Gene Therapy

Chapter questions about microbiology

The Power of Bacteria

The genomes of a number of bacterial pathogens have now been completely sequenced. How might the availability of this information affect the definition of virulence factors?

Why are in vivo expression technologies continuing to turn up housekeeping genes rather than the “virulence genes” the researchers who developed these methods originally envisioned?

If you have the genome sequence of a bacterial pathogen, would you still need to clone genes or does cloning become obsolete?

Suppose you perform an RNA-Seq experiment comparing RNA samples prepared from a bacterium isolated from the blood of an infected animal to that grown in rich tissue culture medium in vitro. You detect changes in the relative transcript amounts of several genes for the bacterium grown in blood versus culture medium.  How would you interpret the results?  What does it tell you about the virulence of this bacterium?

Solving Problems in Bacterial Pathogenesis

You are a researcher working for the USDA. After two years of effort, you have isolated in pure culture a new, highly virulent bacterium from duck feces that is responsible for several major outbreaks of death in mammalian wildlife from contaminated pond water in the South.

Based on 16S rRNA sequence comparison, you have determined that this new bacterium is distantly related to the Gram-negative bacterium, Vibrio cholerae and you have named this strain Vibrio birdsii.  You have subsequently determined that V. birdsii is sensitive to tetracycline (i.e., it cannot grow in its presence). But is resistant to ampicillin.  You obtained a Vibrio plasmid that you then used to construct a suitable E. coli. shuttle vector for V. birdsii which you could use for genetic manipulation in E. coli and then transfer into V. birdsii by transformation.

You have also determined that guinea pigs which have good, innate immune systems, are an excellent animal model for the disease, which results primarily from uptake through drinking contaminated water, followed by colonization of the gut and bloody diarrhea, followed by invasion of intestinal cells with spreading to lymph nodes and the spleen, and then death by dehydration and/or organ failure.

You are interested in identifying virulence factors associated with disease in guinea pigs.  You have decided to use Tn-Seq as a strategy to identify these virulence factors.  After infection and harvesting of the intestines, spleen, and lymph nodes of the guinea pigs, you have identified 10 genes that are likely involved in growth and another 6 that are likely involved in virulence.

A

Draw a diagram of the shuttle vector and transposon that you constructed.  Be sure to label all the key features (genes, promoters, etc.) that are necessary for them to work for V. birdsii in order to use in your studies.

How do you interpret the results from the initial screen?

Describe how you would verify that the putative virulence factors identified by your method are indeed involved in pathogenesis.  Be sure to state what specific criteria must be satisfied.

From infected rabbits, you have isolated a new, highly virulent Gram-positive bacterium related to Listeria monocytogenes, which you have named Listeria leporine. Pathogenic findings are most prominent in the intestine and spleen.  Clinical signs are generally mild or absent in adult, healthy animals, but you find that young and old animals have symptoms of increased thickness of the lining of the gut due to proliferation of epithelial cells and swelling of the lymph nodes and spleen.  Those animals often succumb to systemic infection, including brain lesions and death in about 70% of cases.

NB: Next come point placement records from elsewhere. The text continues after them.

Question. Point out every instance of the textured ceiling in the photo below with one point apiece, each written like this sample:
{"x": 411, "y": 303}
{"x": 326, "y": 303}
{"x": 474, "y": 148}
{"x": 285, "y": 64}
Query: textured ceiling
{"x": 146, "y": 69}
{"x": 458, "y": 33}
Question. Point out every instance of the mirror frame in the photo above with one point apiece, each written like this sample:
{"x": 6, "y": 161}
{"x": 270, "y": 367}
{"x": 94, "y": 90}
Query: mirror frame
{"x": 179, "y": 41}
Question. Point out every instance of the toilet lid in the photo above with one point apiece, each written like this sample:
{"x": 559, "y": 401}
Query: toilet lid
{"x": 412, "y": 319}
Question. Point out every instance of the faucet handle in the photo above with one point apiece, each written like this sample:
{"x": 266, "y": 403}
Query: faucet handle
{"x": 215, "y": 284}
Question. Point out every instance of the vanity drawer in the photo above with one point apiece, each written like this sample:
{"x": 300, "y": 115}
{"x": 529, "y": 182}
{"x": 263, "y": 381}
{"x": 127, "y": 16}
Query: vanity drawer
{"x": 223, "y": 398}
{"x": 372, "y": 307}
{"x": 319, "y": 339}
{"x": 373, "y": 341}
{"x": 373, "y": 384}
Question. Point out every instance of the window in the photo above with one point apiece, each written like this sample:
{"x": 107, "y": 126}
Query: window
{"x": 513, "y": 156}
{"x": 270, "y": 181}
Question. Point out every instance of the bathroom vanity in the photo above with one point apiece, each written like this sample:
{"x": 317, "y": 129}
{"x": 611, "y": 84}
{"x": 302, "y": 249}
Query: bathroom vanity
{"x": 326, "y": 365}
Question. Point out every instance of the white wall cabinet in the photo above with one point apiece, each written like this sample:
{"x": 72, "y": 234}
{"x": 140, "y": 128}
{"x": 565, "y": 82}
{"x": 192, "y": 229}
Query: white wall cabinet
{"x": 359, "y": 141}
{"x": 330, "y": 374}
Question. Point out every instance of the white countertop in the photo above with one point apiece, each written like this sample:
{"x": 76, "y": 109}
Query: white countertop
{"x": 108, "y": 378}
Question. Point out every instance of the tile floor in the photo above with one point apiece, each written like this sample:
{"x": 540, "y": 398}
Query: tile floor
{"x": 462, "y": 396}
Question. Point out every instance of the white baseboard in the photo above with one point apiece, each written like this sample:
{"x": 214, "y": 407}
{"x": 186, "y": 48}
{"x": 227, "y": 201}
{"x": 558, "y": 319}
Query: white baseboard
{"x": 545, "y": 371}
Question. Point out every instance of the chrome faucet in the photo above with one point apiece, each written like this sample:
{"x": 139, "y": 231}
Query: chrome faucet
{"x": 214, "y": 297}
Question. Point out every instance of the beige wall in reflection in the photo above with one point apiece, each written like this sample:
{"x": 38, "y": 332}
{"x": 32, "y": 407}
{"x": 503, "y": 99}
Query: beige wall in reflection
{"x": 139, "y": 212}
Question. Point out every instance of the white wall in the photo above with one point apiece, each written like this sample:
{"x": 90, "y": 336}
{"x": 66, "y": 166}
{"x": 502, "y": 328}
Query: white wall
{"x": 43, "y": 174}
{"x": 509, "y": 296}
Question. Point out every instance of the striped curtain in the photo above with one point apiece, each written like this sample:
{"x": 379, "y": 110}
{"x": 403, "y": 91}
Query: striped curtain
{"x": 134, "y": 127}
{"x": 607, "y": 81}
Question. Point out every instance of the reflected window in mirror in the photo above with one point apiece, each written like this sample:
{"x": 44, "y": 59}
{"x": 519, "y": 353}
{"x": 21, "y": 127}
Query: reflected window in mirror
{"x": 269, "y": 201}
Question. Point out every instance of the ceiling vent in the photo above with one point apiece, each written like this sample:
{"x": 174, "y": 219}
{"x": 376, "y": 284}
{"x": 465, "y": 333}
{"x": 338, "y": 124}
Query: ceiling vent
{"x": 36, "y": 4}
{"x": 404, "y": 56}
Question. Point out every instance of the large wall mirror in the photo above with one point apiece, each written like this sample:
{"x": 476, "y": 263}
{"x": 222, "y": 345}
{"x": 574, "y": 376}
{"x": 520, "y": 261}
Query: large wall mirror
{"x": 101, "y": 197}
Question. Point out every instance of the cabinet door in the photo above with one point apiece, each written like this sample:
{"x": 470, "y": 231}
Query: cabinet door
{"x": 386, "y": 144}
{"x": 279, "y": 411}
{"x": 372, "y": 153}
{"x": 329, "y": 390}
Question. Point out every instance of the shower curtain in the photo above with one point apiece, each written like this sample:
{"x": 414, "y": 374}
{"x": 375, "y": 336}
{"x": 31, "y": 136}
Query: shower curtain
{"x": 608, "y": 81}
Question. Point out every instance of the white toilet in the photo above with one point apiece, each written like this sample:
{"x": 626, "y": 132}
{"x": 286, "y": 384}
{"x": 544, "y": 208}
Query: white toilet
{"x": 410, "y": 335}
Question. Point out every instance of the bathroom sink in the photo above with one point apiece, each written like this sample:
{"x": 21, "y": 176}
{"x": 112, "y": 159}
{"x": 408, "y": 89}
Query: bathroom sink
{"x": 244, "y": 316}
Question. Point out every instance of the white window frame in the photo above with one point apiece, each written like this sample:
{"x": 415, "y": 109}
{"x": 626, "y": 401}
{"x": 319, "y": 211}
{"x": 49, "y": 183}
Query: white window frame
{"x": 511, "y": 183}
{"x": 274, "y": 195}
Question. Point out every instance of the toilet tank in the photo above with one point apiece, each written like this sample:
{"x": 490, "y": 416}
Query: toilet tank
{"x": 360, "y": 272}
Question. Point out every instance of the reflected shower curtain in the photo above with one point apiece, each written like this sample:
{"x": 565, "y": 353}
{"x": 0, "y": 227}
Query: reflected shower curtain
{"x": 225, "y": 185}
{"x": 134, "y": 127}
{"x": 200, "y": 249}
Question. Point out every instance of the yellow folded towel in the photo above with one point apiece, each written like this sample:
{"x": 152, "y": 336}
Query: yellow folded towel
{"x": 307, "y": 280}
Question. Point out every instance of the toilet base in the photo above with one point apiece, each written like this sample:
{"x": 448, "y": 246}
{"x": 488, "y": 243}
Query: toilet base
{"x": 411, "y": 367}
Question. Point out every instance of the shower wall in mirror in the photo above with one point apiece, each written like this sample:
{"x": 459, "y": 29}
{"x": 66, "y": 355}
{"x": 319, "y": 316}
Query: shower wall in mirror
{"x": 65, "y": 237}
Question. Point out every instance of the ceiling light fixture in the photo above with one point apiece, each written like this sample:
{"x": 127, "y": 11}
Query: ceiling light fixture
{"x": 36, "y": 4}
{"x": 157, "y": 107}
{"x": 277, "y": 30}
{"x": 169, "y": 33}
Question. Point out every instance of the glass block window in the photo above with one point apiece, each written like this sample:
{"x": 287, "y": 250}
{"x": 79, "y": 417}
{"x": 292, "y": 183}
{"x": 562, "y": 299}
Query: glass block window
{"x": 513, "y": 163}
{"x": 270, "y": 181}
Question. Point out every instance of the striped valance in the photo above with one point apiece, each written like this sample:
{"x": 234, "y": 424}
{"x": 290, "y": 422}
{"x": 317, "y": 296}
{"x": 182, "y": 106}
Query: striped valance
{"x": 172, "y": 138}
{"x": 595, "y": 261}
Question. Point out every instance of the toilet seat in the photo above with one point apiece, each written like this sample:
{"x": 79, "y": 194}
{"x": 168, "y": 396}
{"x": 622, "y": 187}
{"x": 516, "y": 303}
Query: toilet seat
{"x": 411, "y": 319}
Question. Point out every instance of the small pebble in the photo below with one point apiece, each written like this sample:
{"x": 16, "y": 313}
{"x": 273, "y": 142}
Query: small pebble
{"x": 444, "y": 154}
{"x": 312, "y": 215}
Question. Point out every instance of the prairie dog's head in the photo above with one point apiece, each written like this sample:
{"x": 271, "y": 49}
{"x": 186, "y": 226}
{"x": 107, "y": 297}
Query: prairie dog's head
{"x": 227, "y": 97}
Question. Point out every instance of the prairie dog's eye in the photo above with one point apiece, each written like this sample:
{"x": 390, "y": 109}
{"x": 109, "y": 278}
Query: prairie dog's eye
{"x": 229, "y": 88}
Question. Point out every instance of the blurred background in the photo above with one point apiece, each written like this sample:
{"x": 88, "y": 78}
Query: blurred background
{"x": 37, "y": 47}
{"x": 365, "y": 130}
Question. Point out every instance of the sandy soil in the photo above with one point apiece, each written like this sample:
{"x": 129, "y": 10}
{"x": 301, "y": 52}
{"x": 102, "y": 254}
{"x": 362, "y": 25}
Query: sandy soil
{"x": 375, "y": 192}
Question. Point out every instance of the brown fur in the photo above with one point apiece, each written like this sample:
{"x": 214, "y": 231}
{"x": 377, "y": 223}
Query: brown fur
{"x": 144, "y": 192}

You wish to better understand the pathogenesis of the disease and to identify potential virulence factors of L. leporine.  But, because the results are rather urgent, you decide to use the available genome sequence of the related L. monocytogenes to conduct a comparative genome analysis.  Describe how you would go about conducting this study.  Be sure to include all of the reagents and steps you would need to accomplish this task.

From your comparative genome analysis, you identified seven genes encoding putative virulence factors, which have been named llp1 through llp7.  Two of the genes (llp1 and llp2) were found adjacent to each other on a two-gene operon, the genes llp3 and llp4 were part of an operon containing four genes, the gene llp5 was part of an operon containing five genes, and the other two genes (llp6 and llp7) were found on separate single-gene operons. Describe in detail how you would verify using a young rabbit infection model that those seven encode actual virulence factors.  Be sure to state the criteria that would need to be satisfied.

Be sure to include a description of all the reagents, conditions, and experimental procedures you would need to use, as well as your rationale.

You would like to know at which point during the in vivo infection process each of these putative virulence genes gets turned on.  Describe an experiment that you would perform to determine this.